Dopo aver pubblicato “The Other”, che è così diverso da qualsiasi cosa le persone abbiano sentito da me, mi sento autorizzato a fare quello che voglio—che è quello che ogni artista dovrebbe fare. Voglio solo continuare a esplorare e andare più in profondità in cose che non ho mai fatto prima. O le persone sono con me o no. Sarà così comunque, quindi non puoi pensarci troppo. Voglio semplicemente fare musica che voglio ascoltare.
Sei preoccupato di alienare una certa parte della tua fanbase?
Ovviamente, ci ho pensato.

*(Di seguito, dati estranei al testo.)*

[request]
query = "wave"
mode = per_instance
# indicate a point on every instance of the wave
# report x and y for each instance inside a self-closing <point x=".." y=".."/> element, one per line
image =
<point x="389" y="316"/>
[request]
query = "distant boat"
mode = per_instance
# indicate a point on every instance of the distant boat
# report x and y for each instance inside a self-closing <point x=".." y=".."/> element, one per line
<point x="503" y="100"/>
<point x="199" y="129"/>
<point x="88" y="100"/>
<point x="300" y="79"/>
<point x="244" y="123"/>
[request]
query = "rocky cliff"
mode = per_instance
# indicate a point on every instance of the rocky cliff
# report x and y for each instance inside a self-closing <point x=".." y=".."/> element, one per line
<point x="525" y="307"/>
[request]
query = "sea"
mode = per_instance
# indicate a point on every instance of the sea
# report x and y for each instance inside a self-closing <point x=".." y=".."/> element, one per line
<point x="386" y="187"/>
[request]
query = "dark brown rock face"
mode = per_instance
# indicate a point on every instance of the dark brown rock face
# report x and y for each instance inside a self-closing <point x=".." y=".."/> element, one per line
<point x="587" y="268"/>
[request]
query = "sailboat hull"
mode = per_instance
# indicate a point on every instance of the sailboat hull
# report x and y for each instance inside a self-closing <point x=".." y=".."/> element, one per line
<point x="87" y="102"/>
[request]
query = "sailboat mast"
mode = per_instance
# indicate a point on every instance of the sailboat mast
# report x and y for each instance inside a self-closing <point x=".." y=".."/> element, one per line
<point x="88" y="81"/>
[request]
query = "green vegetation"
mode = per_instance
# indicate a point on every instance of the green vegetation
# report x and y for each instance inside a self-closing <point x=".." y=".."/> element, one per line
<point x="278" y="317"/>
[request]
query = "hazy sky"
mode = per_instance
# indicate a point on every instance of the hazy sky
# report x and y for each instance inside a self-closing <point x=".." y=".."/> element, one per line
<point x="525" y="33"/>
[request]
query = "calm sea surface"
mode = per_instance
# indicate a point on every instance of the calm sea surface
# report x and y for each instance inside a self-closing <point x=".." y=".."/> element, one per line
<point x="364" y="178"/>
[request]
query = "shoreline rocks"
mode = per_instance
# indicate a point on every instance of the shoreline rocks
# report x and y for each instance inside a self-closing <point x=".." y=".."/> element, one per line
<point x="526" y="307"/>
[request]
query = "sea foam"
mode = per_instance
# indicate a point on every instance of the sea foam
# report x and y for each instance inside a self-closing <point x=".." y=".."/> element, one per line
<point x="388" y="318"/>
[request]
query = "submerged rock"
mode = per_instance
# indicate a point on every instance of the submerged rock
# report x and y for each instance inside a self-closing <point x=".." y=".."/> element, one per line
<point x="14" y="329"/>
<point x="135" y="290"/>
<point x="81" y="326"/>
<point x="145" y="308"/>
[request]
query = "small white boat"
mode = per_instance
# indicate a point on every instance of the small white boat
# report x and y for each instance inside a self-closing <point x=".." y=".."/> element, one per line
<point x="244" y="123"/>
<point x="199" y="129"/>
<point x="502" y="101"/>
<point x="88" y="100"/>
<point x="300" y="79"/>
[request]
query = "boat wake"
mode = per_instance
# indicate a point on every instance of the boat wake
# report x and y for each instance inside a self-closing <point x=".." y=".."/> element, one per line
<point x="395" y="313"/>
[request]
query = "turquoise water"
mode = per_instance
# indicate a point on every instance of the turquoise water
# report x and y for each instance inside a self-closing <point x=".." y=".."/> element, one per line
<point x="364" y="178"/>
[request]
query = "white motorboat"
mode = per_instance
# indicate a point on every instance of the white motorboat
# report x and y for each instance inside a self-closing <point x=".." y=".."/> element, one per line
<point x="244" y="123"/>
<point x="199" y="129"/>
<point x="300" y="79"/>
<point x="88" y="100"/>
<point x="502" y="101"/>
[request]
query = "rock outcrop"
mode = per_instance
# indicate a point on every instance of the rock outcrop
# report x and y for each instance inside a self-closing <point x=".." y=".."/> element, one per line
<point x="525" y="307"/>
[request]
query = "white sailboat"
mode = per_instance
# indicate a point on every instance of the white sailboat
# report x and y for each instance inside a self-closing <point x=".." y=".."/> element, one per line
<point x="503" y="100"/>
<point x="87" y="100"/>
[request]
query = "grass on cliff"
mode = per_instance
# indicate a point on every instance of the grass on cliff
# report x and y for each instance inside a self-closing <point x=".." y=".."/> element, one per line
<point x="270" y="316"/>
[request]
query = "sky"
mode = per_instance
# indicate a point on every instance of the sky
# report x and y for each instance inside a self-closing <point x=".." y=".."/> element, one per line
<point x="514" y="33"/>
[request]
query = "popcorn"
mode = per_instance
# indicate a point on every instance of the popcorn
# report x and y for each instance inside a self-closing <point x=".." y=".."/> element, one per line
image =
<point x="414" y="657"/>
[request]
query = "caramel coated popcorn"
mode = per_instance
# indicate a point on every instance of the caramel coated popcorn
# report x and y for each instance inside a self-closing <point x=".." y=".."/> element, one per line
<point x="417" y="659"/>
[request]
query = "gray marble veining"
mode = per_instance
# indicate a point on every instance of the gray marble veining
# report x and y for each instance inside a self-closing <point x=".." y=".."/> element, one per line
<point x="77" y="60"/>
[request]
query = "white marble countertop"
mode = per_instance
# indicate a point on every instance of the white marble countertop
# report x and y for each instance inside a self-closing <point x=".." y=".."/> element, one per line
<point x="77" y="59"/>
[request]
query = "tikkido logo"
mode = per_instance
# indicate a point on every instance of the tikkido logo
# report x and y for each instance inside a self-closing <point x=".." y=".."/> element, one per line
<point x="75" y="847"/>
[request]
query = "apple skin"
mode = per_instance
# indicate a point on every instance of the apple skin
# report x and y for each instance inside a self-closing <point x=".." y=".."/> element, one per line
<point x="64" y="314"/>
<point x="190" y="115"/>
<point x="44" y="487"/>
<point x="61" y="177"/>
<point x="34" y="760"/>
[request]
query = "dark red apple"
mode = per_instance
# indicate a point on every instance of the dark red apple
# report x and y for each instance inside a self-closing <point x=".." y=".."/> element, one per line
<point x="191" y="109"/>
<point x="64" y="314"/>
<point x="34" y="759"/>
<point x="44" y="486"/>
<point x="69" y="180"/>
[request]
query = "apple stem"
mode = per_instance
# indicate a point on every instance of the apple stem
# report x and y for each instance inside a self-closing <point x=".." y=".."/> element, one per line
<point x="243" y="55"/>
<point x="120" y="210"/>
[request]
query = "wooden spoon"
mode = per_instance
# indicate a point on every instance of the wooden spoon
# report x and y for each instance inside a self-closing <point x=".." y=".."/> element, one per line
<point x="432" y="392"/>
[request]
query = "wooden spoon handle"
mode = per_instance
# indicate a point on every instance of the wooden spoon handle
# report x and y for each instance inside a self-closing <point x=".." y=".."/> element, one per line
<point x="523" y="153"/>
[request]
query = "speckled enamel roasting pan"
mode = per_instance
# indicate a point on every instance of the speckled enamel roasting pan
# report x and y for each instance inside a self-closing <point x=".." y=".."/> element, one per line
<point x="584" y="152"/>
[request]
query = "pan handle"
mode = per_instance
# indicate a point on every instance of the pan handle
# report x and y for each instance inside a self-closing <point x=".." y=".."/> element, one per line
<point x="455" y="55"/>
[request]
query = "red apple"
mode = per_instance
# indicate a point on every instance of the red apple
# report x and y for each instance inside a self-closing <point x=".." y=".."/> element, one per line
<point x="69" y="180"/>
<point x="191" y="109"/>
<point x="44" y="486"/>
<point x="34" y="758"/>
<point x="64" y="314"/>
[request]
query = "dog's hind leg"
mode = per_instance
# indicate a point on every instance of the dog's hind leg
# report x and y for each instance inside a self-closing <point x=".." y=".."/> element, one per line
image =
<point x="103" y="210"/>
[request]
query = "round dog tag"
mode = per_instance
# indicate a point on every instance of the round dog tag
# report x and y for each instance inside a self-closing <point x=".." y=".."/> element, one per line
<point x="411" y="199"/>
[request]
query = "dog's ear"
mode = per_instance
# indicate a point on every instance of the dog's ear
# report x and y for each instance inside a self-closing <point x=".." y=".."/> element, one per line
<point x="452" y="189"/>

Penso che stia sicuramente già accadendo. Ma so che le persone che si connettono davvero con la mia musica rimarranno con me semplicemente perché mi capiscono in quel modo, oltre a un certo suono. È ancora la mia musica, semplicemente non ha una chitarra distorta al suo interno.
Will Schube è un filmmaker e scrittore freelance con sede ad Austin, in Texas. Quando non sta girando film o scrivendo di musica, si allena per diventare il primo giocatore NHL senza alcuna esperienza professionale nel hockey.